I have windows 7, the 64. Whenever I try to use 'java [class name]' in the command prompt, it returns 'Exception in thread "main" java.lang.NoClassDefFoundError: [class name]' The 'javac [class name].java' works fine, and creates the [class name].class file, but the java just won't work. Can anyone help me with this? Thanks


----------



## servalsoft (Apr 14, 2010)

If you can compile I assume you set up the path and env variables properly. Once you create your .class file, how are you trying to run it? because this exception sometime gets thrown if you try to run with "java <myApp.class>" the correct syntax is "java <myApp>" the name of the class, not of the file.
I hope this helps.


----------



## truckiewow (Apr 13, 2010)

I was typing it in as "java <myApp>", but I realized that I had to add the (I think it was the classpath that I changed) to include the specific folder that I had saved some classes and javas to. I can execute the classes that are in that specific folder, but not any other ones. I can type in "javac C:\....<myApp.java>", and it works fine, but I can't just type in the path for the java ("java C:\....<myApp>" doesn't work. Is there a way to make it to where I can just use "java <full path to my app here>", just like I can use "javac <(full path to my app here).java>"?

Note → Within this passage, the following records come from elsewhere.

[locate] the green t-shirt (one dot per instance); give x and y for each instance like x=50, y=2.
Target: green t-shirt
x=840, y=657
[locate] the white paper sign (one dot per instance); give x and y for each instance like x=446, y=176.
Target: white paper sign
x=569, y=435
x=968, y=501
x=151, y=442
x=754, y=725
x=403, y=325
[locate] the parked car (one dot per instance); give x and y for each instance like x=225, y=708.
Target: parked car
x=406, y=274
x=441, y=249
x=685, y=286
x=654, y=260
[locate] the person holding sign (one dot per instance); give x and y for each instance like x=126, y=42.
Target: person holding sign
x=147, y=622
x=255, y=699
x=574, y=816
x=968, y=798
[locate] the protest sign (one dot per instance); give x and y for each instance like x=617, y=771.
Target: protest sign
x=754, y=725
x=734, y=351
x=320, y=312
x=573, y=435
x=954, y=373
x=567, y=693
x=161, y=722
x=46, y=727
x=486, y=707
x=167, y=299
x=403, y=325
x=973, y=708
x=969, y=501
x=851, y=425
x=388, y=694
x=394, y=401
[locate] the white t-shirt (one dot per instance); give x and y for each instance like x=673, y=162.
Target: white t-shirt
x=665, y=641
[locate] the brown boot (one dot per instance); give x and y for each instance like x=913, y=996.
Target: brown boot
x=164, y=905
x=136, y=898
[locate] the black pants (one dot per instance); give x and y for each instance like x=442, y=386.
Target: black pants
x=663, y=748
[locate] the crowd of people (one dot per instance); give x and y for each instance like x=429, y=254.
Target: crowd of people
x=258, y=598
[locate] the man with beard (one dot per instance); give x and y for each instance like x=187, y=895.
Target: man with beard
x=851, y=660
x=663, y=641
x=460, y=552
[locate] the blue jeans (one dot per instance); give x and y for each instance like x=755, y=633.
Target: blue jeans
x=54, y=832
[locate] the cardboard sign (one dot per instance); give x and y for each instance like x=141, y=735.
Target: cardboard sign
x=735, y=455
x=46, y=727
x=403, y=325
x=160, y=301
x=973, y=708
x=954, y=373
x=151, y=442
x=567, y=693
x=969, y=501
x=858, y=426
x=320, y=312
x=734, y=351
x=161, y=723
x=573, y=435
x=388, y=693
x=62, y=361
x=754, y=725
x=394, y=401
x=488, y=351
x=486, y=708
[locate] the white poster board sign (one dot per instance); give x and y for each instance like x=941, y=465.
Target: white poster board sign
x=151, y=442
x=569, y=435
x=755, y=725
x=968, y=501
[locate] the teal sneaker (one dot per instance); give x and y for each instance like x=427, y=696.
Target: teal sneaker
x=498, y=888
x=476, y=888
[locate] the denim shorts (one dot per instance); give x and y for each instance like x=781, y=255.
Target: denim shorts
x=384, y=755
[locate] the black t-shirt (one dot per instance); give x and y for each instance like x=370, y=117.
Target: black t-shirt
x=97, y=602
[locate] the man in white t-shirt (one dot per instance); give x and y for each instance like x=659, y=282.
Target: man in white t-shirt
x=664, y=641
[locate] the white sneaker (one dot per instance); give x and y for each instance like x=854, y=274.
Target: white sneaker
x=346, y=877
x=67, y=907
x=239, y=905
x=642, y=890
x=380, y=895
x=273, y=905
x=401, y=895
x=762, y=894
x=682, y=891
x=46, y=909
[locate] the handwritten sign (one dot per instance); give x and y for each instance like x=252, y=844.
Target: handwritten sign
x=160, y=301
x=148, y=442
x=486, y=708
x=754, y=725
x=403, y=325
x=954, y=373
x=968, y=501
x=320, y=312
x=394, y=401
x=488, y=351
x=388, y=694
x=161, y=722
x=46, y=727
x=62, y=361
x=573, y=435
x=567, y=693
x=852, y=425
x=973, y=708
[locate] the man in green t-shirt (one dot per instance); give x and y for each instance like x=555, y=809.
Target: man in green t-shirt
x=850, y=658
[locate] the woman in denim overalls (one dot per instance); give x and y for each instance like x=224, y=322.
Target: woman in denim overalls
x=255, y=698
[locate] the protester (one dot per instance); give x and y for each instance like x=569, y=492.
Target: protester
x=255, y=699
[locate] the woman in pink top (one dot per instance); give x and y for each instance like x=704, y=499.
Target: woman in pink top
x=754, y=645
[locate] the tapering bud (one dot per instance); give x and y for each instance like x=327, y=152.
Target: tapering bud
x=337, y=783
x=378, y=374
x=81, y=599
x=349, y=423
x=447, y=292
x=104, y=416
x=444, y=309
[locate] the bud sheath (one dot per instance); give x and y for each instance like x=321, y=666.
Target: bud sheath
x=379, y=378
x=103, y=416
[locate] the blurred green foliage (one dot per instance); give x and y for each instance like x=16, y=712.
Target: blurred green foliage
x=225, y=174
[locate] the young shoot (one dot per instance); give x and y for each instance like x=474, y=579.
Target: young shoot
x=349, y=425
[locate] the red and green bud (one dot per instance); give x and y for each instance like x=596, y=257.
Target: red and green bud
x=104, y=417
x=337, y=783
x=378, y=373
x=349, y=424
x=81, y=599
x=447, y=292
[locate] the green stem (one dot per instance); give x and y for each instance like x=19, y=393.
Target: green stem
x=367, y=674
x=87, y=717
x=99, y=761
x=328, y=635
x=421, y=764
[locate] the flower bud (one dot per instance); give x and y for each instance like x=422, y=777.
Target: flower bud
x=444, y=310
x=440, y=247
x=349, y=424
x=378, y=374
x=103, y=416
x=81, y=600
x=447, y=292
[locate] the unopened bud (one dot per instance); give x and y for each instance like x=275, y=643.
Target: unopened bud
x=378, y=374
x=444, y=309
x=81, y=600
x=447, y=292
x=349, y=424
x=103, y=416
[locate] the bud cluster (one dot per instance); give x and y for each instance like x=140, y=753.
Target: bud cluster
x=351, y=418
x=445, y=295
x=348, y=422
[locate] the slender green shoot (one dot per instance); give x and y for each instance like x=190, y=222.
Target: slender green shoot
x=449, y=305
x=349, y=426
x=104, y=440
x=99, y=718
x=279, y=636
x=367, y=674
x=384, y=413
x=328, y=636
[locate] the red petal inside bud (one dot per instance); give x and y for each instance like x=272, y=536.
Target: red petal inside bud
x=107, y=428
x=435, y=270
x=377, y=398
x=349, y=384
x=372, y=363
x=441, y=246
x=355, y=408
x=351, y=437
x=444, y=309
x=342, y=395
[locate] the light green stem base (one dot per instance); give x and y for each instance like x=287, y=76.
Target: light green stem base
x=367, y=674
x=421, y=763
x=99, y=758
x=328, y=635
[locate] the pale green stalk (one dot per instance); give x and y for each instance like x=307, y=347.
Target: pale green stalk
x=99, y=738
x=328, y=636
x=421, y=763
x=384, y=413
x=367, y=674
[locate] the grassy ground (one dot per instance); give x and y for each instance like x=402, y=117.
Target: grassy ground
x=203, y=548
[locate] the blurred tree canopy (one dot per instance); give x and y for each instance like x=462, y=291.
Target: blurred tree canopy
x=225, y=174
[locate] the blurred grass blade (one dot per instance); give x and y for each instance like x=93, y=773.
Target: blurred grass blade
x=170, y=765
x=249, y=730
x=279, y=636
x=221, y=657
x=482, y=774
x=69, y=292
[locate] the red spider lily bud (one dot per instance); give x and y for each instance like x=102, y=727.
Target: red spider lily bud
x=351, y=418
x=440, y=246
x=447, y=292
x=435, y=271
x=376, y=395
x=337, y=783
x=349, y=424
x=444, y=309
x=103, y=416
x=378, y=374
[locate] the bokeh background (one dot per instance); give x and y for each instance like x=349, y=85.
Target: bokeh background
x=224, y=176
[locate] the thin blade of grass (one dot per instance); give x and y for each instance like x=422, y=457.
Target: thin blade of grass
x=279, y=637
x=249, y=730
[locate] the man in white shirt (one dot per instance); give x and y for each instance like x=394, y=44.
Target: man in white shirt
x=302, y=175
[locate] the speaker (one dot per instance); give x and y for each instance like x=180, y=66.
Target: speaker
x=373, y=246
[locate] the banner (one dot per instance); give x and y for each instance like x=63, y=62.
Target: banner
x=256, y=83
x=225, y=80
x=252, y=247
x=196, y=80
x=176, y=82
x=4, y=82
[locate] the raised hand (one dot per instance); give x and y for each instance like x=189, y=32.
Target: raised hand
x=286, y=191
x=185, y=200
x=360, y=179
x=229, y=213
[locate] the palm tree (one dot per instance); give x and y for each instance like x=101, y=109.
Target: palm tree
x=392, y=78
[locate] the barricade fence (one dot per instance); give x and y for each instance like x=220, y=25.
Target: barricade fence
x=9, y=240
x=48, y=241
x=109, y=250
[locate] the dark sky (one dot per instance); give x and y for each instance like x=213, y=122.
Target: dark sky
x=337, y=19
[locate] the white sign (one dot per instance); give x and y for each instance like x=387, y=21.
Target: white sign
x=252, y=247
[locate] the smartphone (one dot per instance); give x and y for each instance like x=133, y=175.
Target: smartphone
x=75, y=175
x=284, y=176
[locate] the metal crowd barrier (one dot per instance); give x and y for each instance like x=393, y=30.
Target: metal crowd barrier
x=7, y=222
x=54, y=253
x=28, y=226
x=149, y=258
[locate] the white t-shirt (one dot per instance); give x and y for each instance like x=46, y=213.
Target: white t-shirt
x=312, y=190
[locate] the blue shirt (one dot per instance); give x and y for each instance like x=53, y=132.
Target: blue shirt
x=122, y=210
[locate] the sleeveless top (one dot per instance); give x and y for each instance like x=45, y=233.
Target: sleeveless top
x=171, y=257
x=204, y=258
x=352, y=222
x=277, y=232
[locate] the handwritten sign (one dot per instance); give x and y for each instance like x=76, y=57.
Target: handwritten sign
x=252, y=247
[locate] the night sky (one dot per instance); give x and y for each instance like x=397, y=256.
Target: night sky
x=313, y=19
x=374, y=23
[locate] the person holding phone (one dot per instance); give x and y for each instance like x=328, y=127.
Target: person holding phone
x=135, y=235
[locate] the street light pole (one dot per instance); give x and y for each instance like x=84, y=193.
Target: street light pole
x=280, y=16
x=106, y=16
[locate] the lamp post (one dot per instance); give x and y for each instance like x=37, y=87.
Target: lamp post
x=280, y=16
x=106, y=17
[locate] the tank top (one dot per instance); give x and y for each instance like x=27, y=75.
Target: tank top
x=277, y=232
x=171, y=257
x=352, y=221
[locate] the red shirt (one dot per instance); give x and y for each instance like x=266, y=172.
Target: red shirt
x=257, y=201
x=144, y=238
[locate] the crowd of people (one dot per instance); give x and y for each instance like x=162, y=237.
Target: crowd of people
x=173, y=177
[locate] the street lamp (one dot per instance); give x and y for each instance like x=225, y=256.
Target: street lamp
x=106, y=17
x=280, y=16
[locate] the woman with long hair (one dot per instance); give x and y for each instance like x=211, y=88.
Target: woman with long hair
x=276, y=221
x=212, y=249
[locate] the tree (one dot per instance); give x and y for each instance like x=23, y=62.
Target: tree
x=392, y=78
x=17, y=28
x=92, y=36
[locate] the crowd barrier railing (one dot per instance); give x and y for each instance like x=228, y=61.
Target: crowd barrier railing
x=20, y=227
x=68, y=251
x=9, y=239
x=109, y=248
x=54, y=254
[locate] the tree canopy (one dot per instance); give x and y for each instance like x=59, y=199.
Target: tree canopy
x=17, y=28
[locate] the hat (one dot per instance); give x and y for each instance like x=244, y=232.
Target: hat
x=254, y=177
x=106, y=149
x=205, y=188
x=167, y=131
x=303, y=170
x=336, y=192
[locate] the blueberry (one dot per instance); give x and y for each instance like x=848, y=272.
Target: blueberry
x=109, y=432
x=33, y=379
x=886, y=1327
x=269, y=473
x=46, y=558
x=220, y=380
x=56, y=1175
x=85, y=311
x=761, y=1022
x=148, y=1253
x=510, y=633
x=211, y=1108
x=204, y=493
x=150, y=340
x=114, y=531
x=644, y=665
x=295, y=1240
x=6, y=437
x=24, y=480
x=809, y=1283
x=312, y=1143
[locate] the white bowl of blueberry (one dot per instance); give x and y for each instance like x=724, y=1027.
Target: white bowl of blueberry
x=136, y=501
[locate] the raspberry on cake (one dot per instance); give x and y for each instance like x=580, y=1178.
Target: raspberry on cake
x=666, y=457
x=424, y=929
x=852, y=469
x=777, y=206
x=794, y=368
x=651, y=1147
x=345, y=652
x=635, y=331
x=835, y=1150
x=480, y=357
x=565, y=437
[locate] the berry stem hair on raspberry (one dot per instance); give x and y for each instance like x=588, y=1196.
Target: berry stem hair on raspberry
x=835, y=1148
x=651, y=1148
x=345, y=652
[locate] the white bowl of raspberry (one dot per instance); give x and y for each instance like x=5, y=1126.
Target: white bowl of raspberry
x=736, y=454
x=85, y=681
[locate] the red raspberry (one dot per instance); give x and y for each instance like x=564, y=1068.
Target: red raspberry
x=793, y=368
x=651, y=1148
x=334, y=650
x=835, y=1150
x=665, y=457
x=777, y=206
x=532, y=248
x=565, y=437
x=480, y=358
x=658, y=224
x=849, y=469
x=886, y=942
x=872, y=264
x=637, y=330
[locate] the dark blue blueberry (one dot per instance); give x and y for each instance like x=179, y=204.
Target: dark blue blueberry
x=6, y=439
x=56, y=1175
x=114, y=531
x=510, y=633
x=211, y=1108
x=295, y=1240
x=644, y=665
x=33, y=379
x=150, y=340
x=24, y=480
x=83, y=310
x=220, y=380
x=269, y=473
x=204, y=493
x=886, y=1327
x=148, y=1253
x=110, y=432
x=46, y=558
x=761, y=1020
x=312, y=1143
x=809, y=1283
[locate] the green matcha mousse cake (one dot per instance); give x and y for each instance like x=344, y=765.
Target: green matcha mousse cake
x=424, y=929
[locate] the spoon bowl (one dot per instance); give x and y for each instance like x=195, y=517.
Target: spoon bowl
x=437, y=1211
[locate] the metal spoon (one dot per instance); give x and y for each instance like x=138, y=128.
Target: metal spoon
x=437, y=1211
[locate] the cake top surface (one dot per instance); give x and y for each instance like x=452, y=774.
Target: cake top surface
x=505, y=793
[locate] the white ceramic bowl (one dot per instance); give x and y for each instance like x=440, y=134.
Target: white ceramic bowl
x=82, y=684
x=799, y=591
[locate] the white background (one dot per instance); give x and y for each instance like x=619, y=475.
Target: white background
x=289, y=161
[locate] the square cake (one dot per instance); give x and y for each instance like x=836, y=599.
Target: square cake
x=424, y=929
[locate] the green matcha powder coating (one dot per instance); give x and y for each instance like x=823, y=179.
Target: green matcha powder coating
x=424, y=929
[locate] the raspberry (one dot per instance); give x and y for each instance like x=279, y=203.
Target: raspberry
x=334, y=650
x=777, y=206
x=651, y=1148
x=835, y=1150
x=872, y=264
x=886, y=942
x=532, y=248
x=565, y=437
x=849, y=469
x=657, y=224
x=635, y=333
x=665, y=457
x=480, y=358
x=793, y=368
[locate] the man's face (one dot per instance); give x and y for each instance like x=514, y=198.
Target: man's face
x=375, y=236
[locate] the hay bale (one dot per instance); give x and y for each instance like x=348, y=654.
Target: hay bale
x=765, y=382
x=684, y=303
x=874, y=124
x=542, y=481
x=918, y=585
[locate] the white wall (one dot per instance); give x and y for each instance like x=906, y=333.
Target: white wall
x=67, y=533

And thank you for helping me.


----------



## servalsoft (Apr 14, 2010)

Sounds like a path problem to me. People get that a lot when installing java. Can you please tell me your java version, where you installed java itself i.e C:\program files....., then show me ur set up of the environment variables for java. So that I can check that at least that is installed properly.


----------



## truckiewow (Apr 13, 2010)

I have the 1.6.0_19 version.
It's installed in (the java.exe is in this folder) : C:\Program Files\Java\jdk1.6.0_19\bin
The path variable is "C:\Program Files\Java\jdk1.6.0_19\bin; %CommonProgramFiles%\Microsoft Shared\Windows Live;"

And the classpath is "C:\Users\Michael\Documents\CIS3022\; .; C:\Program Files\Java\jre6\lib\ext\QTJava.zip"
The CIS3022 folder is where I have some of the java files and then their classes


----------